14. Hukuk Dairesi 2015/9757 E. , 2017/7441 K.
"İçtihat Metni"MAHKEMESİ :Asliye Hukuk Mahkemesi
Davacı vekili tarafından, davalı aleyhine 28.04.2014 gününde verilen dilekçe ile meranın aidiyetinin tesbiti talebi üzerine yapılan duruşma sonunda; davanın reddine dair verilen 01.04.2015 günlü hükmün Yargıtayca incelenmesi davacı vekili tarafından istenilmekle süresinde olduğu anlaşılan temyiz dilekçesinin kabulüne karar verildikten sonra dosya ve içerisindeki bütün kağıtlar incelenerek gereği düşünüldü:
K A R A R
Davacı Aşağı ... Köyü Tüzel Kişiliği, kadim meralarının davalı köy adına mera olarak tahsis edildiğini belirterek 401 sayılı mera parselinin köyleri adına mera olarak sınırlandırılmasını istemiştir.

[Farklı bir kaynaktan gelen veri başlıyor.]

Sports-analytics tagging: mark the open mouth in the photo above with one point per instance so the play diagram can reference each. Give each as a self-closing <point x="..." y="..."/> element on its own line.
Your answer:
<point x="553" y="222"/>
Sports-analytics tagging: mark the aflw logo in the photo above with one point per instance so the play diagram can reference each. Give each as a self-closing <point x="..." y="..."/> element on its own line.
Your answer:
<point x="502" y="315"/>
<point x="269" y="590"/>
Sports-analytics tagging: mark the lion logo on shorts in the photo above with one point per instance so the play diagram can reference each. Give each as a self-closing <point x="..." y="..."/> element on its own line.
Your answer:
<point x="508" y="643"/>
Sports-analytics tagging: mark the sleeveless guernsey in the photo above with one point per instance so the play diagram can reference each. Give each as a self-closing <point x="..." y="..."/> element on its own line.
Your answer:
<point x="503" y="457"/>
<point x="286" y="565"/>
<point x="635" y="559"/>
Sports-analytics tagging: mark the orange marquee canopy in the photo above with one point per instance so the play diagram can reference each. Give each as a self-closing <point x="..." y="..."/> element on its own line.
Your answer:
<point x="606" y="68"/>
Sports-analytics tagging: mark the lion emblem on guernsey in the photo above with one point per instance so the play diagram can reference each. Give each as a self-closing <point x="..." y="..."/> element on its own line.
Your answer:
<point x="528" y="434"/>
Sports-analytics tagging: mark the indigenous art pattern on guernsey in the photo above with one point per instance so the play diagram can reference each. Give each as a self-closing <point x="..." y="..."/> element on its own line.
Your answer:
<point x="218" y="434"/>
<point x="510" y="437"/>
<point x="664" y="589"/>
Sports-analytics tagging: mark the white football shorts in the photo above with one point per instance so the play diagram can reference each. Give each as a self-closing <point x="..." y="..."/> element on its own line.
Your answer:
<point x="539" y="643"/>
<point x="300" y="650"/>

Mahkemece, dava konusu parselin tespit ve tahdit işlemlerinin devam ettiği, tamamlanmış bir komisyon kararının bulunmadığı, davacının dava açmakta hukuki yararı bulunmadığı, bulunsa dahi sürenin geçirildiğinden söz edilerek davanın reddine karar verilmiştir.
Hükmü davacı köy temsilcisi temyiz etmiştir.
Dava konusu 401 parsel sayılı taşınmazın 29.10.1987 tarihinde yapılan tapulama çalışmalarında tutulan tesbit tutanağının edinme sütununda davacı ve davalı köylerin kadimden beri yararlandıkları meraları olduğu belirtilmiş; mera, yaylak ve kışlak kütüğüne yazılmıştır. Eldeki davada ise davacı köy, dava konusu merada müstakiliyet iddiasında bulunarak meranın aidiyetinin tespitini istemiştir. Bu durumda davacının bu davayı açmakta hukuki yararı yararı bulunduğu gözetilerek tarafların delilleri toplanarak işin esası hakkında bir karar verilmesi gerekirken, yazılı şekilde hüküm kurulması doğru görülmemiş, hükmün bu nedenle bozulması gerekmiştir.
SONUÇ: Yukarıda yazılı nedenlerle hükmün BOZULMASINA, istek halinde temyiz harcının yatırana iadesine, kararın tebliğinden itibaren 15 gün içinde karar düzeltme yolu açık olmak üzere, 11.10.2017 gününde oybirliği ile karar verildi.